Connecting state and local government leaders

Obama's chief information officer said he plans to focus first on doing more with less.

The next generation of citizens will demand more digital interaction with government, pushing public sector leaders to partner with industry to make it a reality, said the White House chief information officer.

Speaking at an event late last week hosted by the Association for Federal Information Resources Management and ACT-IAC, federal CIO Steven VanRoekel underscored the importance of technology and innovation in the government and discussed his key priorities for 2012.

With the consumerization of technology, citizens will expect to interact with the government in with help of technology.

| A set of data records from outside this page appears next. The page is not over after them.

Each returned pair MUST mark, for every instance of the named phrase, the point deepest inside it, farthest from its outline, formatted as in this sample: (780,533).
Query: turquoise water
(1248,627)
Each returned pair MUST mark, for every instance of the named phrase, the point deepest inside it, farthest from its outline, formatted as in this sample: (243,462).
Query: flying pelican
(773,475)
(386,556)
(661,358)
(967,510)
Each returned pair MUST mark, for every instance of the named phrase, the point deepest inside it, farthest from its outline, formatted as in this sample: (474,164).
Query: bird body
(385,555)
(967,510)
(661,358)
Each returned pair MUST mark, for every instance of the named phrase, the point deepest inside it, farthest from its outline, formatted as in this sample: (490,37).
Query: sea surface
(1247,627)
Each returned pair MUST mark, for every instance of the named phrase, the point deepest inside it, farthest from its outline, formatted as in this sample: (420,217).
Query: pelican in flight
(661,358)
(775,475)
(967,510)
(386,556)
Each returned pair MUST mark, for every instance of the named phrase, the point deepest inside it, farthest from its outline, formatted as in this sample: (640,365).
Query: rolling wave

This shift toward a more technology-driven population has been seen in the emergence of a “Facebook Nation,” with individuals who are fluent in technology and know how it affects their lives, VanRoekel said Dec. 16.

But he also acknowledged that few had known the impact Twitter, Facebook and YouTube would have.  “I think what we hadn’t anticipated was the effect of social media,” VanRoekel said. “We now have 80-year-olds who are getting on Facebook and embarrassing their grandkids, like my parents!” he added jokingly.

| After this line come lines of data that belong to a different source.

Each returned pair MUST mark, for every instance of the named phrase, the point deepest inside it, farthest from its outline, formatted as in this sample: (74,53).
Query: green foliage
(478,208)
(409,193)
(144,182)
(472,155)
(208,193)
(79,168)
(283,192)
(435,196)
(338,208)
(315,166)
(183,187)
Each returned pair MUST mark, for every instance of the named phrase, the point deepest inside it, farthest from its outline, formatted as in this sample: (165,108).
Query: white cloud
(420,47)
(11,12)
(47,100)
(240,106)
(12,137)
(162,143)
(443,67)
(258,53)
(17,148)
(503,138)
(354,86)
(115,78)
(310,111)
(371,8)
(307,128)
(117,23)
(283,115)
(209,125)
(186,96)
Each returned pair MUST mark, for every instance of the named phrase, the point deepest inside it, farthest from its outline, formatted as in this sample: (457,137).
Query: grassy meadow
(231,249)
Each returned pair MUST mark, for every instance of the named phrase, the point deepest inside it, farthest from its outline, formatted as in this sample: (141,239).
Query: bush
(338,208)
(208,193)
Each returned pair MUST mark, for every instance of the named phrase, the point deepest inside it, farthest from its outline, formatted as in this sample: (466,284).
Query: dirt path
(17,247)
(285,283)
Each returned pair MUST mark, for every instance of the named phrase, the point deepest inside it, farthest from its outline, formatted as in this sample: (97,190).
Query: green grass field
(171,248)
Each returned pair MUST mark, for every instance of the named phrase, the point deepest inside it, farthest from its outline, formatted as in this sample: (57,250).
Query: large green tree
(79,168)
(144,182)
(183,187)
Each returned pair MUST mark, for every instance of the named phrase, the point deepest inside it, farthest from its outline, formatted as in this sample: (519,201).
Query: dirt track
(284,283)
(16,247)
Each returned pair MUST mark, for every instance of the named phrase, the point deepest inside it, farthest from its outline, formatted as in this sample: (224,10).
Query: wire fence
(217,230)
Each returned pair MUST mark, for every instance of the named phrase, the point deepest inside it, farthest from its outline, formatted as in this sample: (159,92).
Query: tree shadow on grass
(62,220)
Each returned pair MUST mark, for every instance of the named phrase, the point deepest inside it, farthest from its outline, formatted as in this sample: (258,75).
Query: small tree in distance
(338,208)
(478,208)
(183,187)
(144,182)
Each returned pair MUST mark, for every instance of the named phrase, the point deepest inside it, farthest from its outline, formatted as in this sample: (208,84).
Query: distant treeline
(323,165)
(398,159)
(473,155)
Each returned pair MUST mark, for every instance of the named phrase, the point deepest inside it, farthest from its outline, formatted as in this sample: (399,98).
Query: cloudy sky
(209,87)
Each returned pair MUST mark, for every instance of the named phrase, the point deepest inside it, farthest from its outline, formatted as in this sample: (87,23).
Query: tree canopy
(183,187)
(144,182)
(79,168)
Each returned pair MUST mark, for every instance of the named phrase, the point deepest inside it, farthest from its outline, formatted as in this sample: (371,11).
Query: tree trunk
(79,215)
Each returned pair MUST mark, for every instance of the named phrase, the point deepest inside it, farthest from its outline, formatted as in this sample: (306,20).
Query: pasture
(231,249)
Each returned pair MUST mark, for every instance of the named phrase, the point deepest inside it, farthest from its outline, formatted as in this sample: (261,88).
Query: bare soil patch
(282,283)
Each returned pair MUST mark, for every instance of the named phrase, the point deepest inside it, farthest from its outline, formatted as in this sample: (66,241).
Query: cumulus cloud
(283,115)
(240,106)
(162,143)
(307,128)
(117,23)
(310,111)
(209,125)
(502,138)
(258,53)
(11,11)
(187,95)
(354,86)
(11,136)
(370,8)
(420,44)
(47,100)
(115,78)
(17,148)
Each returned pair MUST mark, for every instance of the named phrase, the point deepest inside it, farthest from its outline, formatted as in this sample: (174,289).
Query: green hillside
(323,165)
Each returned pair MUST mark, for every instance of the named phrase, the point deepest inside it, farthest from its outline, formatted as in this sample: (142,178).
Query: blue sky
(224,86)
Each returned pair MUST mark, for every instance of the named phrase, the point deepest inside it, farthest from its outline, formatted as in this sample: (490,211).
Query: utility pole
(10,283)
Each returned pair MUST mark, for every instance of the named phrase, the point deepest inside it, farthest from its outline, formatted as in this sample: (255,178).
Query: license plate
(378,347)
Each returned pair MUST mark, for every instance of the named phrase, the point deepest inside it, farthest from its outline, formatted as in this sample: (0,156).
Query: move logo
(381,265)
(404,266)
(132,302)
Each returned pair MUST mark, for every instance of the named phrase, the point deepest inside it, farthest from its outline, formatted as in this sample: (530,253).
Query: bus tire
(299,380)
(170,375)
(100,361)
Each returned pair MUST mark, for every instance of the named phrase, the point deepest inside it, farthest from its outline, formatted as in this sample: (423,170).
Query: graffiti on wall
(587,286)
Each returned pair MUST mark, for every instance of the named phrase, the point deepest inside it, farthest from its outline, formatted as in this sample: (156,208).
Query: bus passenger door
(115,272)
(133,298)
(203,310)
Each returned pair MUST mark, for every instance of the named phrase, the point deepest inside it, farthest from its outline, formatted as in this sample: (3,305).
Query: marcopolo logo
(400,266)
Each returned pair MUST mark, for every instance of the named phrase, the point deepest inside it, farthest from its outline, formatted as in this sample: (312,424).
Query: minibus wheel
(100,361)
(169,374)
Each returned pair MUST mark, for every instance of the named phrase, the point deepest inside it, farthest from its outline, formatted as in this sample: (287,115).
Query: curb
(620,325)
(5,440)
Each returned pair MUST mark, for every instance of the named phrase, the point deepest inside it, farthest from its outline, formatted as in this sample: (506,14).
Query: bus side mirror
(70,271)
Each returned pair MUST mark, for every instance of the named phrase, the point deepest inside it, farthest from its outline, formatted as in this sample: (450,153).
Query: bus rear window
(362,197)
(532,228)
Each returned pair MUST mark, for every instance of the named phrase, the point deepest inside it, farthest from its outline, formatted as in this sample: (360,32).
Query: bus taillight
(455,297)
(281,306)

Those digital natives will drive changes in the public sector. Instead of cumbersome, multistep approaches to filling out something as simple as paperwork for Social Security, “they expect digital interaction with their government,” VanRoekel said.

“We have a nation of people who expect more,” he said, “and it covers the gamut of people who really interact with the government all up.”

Laying out his priorities for the new year, VanRoekel said he will focus first on maximizing return on investment on federal IT and “how we will do more with less.” But oftentimes, he said, the focus has been more on the “less” part: how many data centers were closed down, how much money was saved and whether a TechStat killed a program. “I think it’s equally as important to also give the message about what we are doing from the ‘more’ perspective, and always couple ‘more’ with ‘less,’” VanRoekel said. “If we go out and talk about something great we’ve done, [we should ask] how can we do that great thing in a more efficient way?”

2012 will also see more work in closing the productivity gap in a 21st-century government. “We as the government haven’t kept pace with the private sector as far as productivity, both as employees and the aggregate level in government all up,” VanRoekel noted. “There needs to be efforts put forward in thinking about closing that gap and bring these two things together.”

In his first 120 days as federal CIO, VanRoekel launched the National Strategy for Trusted Identities in Cyberspace and FedRAMP, and the same focus on cybersecurity will continue in 2012.

With FedRAMP, agencies now have a blanket purchase-like agreement to go in and buy cloud services that also meet stringent security guidelines. Traditionally, agencies had to go through the process by themselves, with a 30 percent to 40 percent higher cost, VanRoekel said.

“This is a great opportunity from an industry perspective to help us, as we crawl, walk and run through the FedRAMP process that is shaped in a way that is most beneficial to you and as secure and beneficial for the government,” he said. This will be the thing that lights the fire under cloud computing in the federal government and gives us a way to really ignite the phenomenon all up.”